Re: Question b)
Date: le 31 mai 2006 à 10:07
Province de Namur Dinant, le 30 mai 2006
Centre de Guidance
Rue Daoust, 72
5500 DINANT
Tél : 082/21.48.20
Fax : 082/21.48.29
Service de Santé Mentale - Réseau - Politique de Santé
Une des spécificités structurelles et organisationnelle d'un service de santé mentale est de pouvoir organiser avec tous les partenaires d'un territoire donné un travail de réseau. Ce travail toléré avant la régionalisation a été souhaité par le pouvoir politique wallon dans son décret du 04 avril 1996 (articles 3 et 8 du dit décret).

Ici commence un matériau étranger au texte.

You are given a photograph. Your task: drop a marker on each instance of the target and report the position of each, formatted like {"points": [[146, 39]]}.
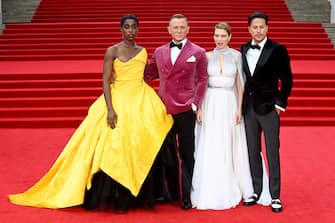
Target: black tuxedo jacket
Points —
{"points": [[261, 88]]}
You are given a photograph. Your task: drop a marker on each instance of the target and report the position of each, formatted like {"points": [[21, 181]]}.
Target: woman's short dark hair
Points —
{"points": [[129, 16], [256, 15]]}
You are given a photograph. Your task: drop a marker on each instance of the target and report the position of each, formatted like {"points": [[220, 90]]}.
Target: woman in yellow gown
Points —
{"points": [[113, 158]]}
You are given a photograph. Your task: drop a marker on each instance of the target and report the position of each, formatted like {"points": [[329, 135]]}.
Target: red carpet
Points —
{"points": [[50, 69], [307, 189]]}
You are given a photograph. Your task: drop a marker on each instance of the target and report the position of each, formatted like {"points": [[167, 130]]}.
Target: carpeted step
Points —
{"points": [[307, 121], [311, 101], [35, 122], [49, 76], [30, 102]]}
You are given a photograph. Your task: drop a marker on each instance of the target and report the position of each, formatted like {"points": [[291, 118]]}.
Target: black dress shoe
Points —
{"points": [[276, 205], [251, 200], [186, 204]]}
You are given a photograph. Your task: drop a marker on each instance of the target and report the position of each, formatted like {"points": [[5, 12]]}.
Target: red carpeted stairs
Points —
{"points": [[50, 69]]}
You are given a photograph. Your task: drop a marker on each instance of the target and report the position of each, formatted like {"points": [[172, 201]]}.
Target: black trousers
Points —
{"points": [[183, 129], [255, 124]]}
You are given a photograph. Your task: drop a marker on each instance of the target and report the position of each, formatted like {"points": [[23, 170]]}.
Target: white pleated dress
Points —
{"points": [[221, 175]]}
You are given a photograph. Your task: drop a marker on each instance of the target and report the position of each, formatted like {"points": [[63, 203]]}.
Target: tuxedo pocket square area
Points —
{"points": [[191, 59]]}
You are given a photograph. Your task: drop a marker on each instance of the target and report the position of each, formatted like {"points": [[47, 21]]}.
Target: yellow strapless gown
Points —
{"points": [[125, 153]]}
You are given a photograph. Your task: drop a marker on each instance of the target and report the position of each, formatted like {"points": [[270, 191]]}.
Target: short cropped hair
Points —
{"points": [[256, 15], [225, 26], [179, 16], [129, 16]]}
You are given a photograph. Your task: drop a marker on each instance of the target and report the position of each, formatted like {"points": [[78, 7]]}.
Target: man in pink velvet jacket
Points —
{"points": [[182, 68]]}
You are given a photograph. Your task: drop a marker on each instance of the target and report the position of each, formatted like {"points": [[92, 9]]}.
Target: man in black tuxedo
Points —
{"points": [[265, 63]]}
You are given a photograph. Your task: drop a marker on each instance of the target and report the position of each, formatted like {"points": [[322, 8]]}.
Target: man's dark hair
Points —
{"points": [[129, 16], [260, 15]]}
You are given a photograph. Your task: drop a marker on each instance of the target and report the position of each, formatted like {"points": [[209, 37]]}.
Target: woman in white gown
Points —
{"points": [[221, 175]]}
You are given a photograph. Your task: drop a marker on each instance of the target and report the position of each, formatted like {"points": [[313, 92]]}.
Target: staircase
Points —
{"points": [[313, 11], [18, 11], [80, 30]]}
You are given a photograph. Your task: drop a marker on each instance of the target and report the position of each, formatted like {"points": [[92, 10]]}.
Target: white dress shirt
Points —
{"points": [[252, 59], [175, 51]]}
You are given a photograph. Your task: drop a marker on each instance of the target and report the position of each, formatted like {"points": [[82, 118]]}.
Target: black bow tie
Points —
{"points": [[180, 45], [255, 47]]}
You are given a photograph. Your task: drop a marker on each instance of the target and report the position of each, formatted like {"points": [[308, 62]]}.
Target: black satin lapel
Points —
{"points": [[264, 57], [245, 62]]}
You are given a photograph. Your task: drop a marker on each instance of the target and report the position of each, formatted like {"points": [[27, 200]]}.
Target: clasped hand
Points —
{"points": [[112, 119]]}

Ce travail ne vise ni plus ni moins, pour un service public comme le centre de santé mentale, de développer, avec tous les partenaires du réseau (social, culturel, psychologique, médical, scolaire, hospitalier, etc.. etc.) une politique de santé mentale préventive et curative mais permettent également un point de vue évaluatif et épidémiologique des évolutions sociétales (et ce afin d'affiner des objectifs revisités en fonction de ces évolutions sociétales).
Ce travail de fond ne se décline pas seulement -c'est important de le souligner avec force- à travers les cohérences des réseaux de soins (réseaux qui existent dès le moment où une telle pratique est construite) mais il a de multiples avantages. Le premier est la possibilité de toucher un vaste public, de multiples strates de populations ne consultant que peu ou pas : les personnes âgées, les personnes désinsérées et paupérisées, les adolescents, les très jeunes enfants (en avant de l'école maternelle), le circuit psychiatrique que nous ne touchons pas à travers la collaboration avec les hôpitaux psychiatriques mais à travers nombres de nos partenaires (infirmières, puéricultrices, aide familiale, cpas, aide séniors, SAJ, SPJ, médecins traitants etc. etc.). Des milliers de personnes sont concernées par ce type de démarche.
Le second avantage est de pouvoir maximaliser les ressources des personnes : ressources personnelles, ressources du réseau primaire (la famille, le quartier, les solidarités interpersonnelles, les groupes de self - aide, etc.) et les ressources secondaires (les intervenants privés et institutionnels). On est plus ici dans une logique de « ressources » que dans une logique de « manque ».
Le troisième avantage est de pouvoir développer, avec nos partenaires du réseau une politique de prévention qui tient la route et qui se veut cohérente et construite dans la durée : cette politique sera différente pour chaque entité suivant les problèmes rencontrés, les partenaires présents etc. la maxime « l'union fait la force » trouve ici sa place.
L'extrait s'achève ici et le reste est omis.